Nonetheless, there are steps we can take to adapt the way we approach sleep to be more effective for modern life. In a new branch of sleep medicine, scientists have identified how to get a good night’s sleep naturally. Most of the suggestions come down to changing your behavior. One thing you can do is go to bed at the same time every night. Also, studies have shown that people should avoid the bluish light from computer screens, TVs and smartphones—which our brains interpret as sunlight – for at least an hour before bed. And, by doing yoga or other relaxation techniques that put the mind at ease, subjects in studies have dramatically improved both their sleep quality and quantity.
Poor sleep habits can also be a data problem. With nothing more than hazy memories of the night to go on, most of us have only rough estimates of when, exactly, we fell asleep – and whether we spent the night tossing and turning. New consumer devices, like headbands that measure brain waves during the night and pedometer-like devices that measure movement, can give the home user data rivaling what they might get in a sleep lab. Such data can allow people to pinpoint the real effects of each day’s choices on their night’s sleep.
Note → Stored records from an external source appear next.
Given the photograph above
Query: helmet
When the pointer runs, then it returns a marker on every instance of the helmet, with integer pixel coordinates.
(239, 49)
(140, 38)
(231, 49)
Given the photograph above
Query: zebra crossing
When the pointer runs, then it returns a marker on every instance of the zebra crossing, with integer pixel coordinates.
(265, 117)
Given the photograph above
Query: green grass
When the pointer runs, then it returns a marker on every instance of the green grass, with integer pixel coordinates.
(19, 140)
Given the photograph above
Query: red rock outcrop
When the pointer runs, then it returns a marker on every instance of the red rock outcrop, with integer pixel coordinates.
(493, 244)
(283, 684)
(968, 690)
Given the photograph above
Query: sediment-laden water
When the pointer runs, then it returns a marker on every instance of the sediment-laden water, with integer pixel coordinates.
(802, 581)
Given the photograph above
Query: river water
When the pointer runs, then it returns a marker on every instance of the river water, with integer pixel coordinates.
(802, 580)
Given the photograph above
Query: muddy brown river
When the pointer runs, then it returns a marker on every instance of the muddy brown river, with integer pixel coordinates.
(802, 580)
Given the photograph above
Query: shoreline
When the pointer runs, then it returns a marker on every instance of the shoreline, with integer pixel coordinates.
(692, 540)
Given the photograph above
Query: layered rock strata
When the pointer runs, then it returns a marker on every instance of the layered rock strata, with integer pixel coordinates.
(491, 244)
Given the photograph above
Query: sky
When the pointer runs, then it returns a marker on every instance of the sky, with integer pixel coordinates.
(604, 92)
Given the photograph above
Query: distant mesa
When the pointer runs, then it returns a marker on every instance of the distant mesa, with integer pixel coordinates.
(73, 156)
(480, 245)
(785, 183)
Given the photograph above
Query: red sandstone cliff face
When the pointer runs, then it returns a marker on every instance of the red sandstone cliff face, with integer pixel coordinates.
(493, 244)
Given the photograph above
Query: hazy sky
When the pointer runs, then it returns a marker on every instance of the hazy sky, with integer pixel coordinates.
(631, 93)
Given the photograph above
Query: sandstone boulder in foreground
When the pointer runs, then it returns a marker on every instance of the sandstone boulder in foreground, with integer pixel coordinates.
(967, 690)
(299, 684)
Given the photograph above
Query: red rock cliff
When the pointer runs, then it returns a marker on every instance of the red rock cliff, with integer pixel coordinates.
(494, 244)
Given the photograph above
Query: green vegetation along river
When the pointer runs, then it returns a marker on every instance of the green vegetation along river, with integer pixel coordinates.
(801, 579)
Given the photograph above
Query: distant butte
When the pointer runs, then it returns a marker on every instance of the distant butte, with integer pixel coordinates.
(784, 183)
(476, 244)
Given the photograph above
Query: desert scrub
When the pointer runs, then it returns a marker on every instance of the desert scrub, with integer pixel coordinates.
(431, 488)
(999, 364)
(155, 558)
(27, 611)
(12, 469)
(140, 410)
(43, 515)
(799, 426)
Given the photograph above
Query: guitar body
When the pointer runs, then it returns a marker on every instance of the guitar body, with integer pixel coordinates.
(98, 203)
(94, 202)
Such tracking and behavioral adjustment isn’t that far removed from the work that fatigue-management consultants do. Their work often consists of combing accident reports and comparing them with work schedules to find out how long employees on duty had been awake. By charting the outcomes, fatigue-management consultants are often able to prove that a greater respect for sleep can lead to better results at the office, whether that office is a multinational corporation or a local fire department.
The secret to a good night’s sleep may very well be acknowledging that it takes work. And that the work is worth it. Health, mental sharpness, sex, relationships, creativity, memories—all of these things that make us who we are depend on the hours we spend each night with our eyes closed.
As Heraclitus wrote 2,500 years ago: “Even a soul submerged in sleep is hard at work and helps make something of the world.”
Excerpted from an article by David K. Randall in the Wall Street Journal of August 3, 2012.